Building a DIY cook stove.

An ingenious little camp stove that doesn’t cost a dime? Sign me up. Using a few simple materials, you can build a fuel-efficient “rocket stove” — an updated version of the tin can “hobo stove” used by generations of wanderers, survivalists, and backwoods campers.

Hobo Stove, DIY Camping, Montana
Note the L-shaped design, which makes this a "rocket"

There are many ways to cobble together a cooker made out of tin cans, but the innovation that transforms a basic hobo stove into a rocket stove is an L-shaped combustion chamber that contains an insulated vertical chimney. This design reduces the amount of fuel needed; a tiny fire should provide enough sustained heat to prepare anything from a cup of coffee to a full meal, at least after you’ve experimented with the system a bit. A rocket stove also produces less smoke than a conventional cooker, and because it’s insulated, the outer surfaces stay cool to the touch.

To construct a rocket stove, you’ll need empty, clean cans (two 28-oz., and one #10 with lid), tin snips, marker, gloves, and insulating material such as pebbles, aluminum foil, or scraps of household insulation. You’ll also need a hammer and nail to punch holes as starting points for cutting the cans, and a wire coat hanger if you’d like a handle for the finished stove.

If you have a can of black, high-heat spray paint, keep it handy. With no skill base whatsoever, I was able to build a stove that looked reasonably okay once I gave it a coat of paint that disguised my jagged metal cuts.

Check the web for detailed rocket stove instructions with images — one good site is Be sure to follow the directions exactly so that the finished product has the right measurements to work well. To test your unit, lint from the dryer makes a great fire starter, and for fuel, use very small twigs or tiny amounts of just about any other flammable material.

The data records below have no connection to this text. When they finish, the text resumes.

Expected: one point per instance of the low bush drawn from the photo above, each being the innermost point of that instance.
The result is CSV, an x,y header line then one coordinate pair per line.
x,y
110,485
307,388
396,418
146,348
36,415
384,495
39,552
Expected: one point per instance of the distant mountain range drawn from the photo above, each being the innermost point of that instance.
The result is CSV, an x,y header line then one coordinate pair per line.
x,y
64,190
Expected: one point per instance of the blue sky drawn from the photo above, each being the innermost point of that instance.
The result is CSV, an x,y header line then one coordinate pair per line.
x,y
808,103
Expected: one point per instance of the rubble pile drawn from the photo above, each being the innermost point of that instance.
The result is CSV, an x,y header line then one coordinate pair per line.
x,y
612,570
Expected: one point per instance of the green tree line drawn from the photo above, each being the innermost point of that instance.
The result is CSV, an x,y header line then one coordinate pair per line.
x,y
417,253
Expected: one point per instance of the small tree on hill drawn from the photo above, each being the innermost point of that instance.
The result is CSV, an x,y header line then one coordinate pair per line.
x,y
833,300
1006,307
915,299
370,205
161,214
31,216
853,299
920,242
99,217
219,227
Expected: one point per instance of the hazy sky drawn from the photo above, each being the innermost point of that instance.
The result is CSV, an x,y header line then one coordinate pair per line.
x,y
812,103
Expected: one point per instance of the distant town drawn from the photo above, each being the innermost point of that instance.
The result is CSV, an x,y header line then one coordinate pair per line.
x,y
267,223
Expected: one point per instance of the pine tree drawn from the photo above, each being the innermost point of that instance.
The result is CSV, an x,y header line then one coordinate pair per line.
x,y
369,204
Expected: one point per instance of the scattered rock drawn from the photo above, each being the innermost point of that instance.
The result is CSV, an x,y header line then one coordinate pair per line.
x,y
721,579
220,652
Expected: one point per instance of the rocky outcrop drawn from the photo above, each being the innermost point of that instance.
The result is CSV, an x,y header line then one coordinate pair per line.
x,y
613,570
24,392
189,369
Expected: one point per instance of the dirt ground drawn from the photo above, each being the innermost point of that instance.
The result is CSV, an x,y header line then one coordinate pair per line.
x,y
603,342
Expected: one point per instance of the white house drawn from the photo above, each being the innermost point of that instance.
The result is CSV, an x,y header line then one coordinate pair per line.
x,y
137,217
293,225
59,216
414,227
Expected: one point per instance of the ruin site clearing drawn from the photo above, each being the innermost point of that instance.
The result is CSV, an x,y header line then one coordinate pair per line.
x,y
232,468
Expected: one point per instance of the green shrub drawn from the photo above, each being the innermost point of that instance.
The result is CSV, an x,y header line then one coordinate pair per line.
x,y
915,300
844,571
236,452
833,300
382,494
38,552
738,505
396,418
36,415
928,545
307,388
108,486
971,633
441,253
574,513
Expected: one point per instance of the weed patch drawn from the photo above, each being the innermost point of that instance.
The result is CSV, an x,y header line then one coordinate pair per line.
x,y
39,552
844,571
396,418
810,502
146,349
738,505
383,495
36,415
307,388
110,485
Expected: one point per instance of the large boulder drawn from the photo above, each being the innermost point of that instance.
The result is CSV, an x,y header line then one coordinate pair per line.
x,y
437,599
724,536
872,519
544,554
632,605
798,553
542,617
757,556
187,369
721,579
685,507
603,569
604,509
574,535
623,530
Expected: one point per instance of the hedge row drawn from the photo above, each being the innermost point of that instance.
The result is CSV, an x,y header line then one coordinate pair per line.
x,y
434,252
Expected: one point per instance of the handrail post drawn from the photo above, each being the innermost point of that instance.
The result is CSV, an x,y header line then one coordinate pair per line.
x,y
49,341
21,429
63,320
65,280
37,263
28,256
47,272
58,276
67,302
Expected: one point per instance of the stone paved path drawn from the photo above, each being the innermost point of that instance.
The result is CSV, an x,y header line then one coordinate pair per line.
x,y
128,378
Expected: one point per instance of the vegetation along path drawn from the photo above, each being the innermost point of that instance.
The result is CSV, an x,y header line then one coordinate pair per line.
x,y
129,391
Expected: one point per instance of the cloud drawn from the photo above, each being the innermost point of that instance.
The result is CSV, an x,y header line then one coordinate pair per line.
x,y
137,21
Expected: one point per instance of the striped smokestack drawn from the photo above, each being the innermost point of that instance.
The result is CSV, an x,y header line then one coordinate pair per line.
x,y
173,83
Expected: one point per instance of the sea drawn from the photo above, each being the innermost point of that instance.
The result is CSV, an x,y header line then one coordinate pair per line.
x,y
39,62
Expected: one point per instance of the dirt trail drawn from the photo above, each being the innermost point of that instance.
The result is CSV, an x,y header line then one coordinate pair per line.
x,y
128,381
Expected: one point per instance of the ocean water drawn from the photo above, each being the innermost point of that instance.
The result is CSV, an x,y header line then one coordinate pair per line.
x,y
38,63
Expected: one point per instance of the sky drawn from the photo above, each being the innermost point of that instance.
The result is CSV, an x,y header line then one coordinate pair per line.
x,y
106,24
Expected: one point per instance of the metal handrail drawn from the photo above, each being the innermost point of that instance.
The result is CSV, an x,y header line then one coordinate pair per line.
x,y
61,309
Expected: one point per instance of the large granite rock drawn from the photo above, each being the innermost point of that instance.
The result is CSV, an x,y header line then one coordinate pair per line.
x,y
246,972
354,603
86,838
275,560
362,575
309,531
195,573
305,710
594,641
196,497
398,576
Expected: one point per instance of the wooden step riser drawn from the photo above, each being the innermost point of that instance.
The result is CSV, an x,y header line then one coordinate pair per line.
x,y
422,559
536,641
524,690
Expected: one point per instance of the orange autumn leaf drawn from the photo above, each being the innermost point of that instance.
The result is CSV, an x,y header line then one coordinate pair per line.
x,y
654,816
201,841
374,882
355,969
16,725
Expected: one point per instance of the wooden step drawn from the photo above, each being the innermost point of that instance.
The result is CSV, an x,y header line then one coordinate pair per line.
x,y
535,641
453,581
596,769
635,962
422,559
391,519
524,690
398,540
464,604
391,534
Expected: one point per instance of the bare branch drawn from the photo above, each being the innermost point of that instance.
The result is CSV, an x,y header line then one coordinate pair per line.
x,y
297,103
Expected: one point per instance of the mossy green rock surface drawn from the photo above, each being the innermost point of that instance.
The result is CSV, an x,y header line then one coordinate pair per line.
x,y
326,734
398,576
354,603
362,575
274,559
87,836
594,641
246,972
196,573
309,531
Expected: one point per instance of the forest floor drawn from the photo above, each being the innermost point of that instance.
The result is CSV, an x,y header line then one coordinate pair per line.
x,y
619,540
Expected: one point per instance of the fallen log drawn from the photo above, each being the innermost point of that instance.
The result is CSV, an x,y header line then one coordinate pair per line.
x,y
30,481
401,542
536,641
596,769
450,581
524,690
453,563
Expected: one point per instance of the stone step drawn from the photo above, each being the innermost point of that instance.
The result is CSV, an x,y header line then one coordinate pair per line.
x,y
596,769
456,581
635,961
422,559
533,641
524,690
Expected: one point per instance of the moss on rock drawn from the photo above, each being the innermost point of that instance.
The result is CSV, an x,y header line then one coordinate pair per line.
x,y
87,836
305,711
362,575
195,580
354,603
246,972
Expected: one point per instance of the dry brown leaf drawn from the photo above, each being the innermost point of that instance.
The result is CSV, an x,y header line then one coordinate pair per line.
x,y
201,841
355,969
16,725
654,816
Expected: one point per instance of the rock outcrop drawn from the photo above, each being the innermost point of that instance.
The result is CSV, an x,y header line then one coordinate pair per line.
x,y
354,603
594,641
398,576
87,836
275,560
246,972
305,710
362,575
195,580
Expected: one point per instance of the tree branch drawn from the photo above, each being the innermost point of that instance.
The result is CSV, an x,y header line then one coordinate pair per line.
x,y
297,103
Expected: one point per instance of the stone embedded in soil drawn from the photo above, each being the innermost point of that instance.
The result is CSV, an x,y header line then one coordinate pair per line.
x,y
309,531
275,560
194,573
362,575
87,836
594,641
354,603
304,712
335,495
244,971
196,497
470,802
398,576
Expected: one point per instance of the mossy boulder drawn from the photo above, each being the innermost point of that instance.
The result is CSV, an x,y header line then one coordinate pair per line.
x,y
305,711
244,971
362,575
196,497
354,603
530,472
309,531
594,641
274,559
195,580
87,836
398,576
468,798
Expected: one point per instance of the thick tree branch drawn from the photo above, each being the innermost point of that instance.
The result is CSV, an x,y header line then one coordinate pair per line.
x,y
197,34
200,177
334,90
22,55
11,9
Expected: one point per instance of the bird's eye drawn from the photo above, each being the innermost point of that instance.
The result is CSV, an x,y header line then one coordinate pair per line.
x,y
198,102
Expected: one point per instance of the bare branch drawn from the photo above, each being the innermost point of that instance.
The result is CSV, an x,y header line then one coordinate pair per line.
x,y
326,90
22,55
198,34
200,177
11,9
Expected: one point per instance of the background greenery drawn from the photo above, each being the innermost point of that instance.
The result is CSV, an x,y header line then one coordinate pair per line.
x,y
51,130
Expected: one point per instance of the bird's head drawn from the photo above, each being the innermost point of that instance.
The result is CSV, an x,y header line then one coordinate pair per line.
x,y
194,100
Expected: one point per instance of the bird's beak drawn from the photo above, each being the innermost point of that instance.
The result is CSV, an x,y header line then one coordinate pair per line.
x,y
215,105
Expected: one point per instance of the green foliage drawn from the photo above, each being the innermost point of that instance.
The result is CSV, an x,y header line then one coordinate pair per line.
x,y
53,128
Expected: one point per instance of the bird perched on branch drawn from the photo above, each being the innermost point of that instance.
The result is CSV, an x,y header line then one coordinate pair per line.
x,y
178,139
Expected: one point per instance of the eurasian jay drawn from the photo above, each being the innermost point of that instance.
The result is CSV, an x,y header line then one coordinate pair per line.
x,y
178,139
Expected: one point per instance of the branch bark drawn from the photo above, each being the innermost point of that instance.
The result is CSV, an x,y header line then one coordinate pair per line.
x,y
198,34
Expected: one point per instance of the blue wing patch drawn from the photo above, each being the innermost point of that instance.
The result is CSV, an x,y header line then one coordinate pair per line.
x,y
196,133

Hobo Stove, DIY Camping, MontanaFinished product in the field

A cover on your cook pot, and a “collar” around it (one centimeter distance from the pot), can create up to 50% more heating efficiency. You can make a lid and collar by cutting the correct-sized tin can, or by making them on the spot out of aluminum foil. You’ll find other important tips about fuel, positioning the fuel shelf, and feeding the fire on rocket-stove websites.

Building this cooker would be a great project to do with older kids, but you’re going to be surprised at how interested your adult friends are too. Expect a lot of comments and unsolicited advice. And expect a few of them to later confess they took a stab at stove-building themselves.